Они начали ночью от того места, где Кинсби совершил свое нечаянное убийство, нашли ближайший люк и спустились вниз. Там был перекресток, который повторял перекрёсток улиц сверху. Сагара отправил Кинсби с Гваном на север, Хааса с Коннором — на юг, Шелипофа с Уэле — на восток, а сам с братом Пацеком двинулся на запад.
Хаас с Коннором скоро вернулись — дальше был спуск к морю. Сагара поставил на плане метку — потому что на старой схеме этого выхода ещё не было; наверное, его проложили позднее.
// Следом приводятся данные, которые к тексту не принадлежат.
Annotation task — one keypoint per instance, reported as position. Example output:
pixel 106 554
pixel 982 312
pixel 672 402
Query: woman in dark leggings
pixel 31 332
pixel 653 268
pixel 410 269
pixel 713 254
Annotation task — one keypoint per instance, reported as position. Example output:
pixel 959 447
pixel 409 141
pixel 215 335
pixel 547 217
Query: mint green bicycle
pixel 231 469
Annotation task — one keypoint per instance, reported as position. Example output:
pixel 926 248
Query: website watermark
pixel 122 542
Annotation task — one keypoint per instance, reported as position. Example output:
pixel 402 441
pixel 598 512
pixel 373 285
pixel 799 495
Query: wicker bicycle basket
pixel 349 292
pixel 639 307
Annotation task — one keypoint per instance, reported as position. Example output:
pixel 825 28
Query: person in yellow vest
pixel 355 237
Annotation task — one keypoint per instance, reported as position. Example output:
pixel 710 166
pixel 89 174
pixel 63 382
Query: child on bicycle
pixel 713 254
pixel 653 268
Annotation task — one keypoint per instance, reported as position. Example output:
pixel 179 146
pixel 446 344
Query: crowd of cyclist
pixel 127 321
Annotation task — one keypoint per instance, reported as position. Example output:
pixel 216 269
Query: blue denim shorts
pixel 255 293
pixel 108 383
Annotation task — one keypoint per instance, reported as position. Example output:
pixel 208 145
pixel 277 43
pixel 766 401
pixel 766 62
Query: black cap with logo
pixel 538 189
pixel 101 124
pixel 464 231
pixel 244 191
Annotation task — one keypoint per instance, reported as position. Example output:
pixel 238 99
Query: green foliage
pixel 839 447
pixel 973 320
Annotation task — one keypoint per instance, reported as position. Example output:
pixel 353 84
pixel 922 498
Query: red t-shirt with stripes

Хааса с Коннором Сагара направил уровнем ниже, а сам добрался до того места, где наверху была дырка между плитами, куда убежал малец.
Как он попал наверх, было теперь понятно: когда металлические балки завода расплавились и здание рухнуло, плиты провалили свод подвала, пробив дорогу сюда. Сагара не решился проверить, выдержат ли они вес взрослого человека и вернулся на перекрёсток, чтобы координировать остальных. Путь на запад был закрыт.
Весь город Минато занимал площадь четыре на двенадцать километров, вытянувшись с запада на восток, ограниченную с юга и севера океаном. Сагара помнил, что брат Томмиган видел ребенка на плитах старого причала, а Кинсби — около завода по переработке биомассы. Сагара очень надеялся найти ребенка под руинами завода, но там были сплошные завалы. «Бессмертные», убивая город, работали не за страх, а за то, что заменяло им совесть.
Он снова посмотрел на карту, покрутил её в разные стороны, выделив и увеличив сектор, где они уже побывали. Что у нас наверху? Промышленные кварталы, потом — административный центр. Энергостанция, дальше — цепочка одноэтажных строений, обозначенных шифрами — наверное, ремонтные цеха, где чинили навеги и драги — затем строение совсем тёмного назначения, административное здание городской коммуны, в архиве которой сейчас ковырялись сами инквизиторши, и местная больница. Хорошо. А что внизу?